PSI Protein Classifier is a computer program that allows you to summarize the results of both sequential and independent iterations of the PSI-BLAST program. The program determines the belonging of blast 'found proteins to previously known families and splits the remaining proteins into groups. It allows one to quantify (by the number of iterations) the level of kinship between different families of protein homologs .
Format of parsed files
PSI Protein Classifier uses files generated on the NCBI website by the PSI-BLAST program. When you start screening the database of amino acid sequences using PSI-BLAST, you need the protein sequence used as a query, enter it in the FASTA format, and assign it a binary name, separated by a hyphen. In this case, the first part of the name should be the designation of the family to which it belongs. It is necessary to consistently (after each iteration) save, using the “Use old BLAST report format” mode, web pages with the PSI-BLAST program results in the form of text (.txt) files in the PSI-Blast folder (these files are called “blast files ").
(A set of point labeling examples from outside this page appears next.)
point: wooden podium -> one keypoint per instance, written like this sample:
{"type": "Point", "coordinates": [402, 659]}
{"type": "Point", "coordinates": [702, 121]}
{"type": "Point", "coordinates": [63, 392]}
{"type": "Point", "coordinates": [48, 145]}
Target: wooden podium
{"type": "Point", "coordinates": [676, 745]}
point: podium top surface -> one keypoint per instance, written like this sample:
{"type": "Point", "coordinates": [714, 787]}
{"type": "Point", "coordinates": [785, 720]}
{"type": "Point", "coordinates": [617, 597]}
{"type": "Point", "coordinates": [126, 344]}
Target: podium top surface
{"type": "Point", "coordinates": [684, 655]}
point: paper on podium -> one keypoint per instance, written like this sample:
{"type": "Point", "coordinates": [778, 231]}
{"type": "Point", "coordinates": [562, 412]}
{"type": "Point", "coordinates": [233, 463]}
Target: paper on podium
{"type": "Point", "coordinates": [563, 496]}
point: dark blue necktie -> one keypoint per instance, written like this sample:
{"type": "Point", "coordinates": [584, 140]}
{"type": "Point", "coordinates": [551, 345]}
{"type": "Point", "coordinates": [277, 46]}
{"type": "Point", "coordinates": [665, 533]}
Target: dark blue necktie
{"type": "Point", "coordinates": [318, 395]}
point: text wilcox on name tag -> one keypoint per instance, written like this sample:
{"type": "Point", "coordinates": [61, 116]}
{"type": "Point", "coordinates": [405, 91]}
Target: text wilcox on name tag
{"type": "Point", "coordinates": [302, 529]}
PSI Protein Classifier uses family list files as auxiliary files. The presence of such files is optional. Files of this type are text (.txt) and are placed in the FamilyName folder (these files are referred to as "family-files"). The first line of each of these files indicates the name of the family, with any two words preceding it, followed by at least one more. The following lines indicate the number of proteins (GenPept accession number) belonging to this family - one per line. It is important that each number contains an indication of the version of the protein, that is, the last digit of the number was preceded by a dot. The program can also use as a family-file ready lists of families from the CAZy database , saved as text (.txt) files. It should be noted that the CAZy database covers the glycosyl-hydrolase families and a number of other enzymes acting on carbohydrates and their derivatives.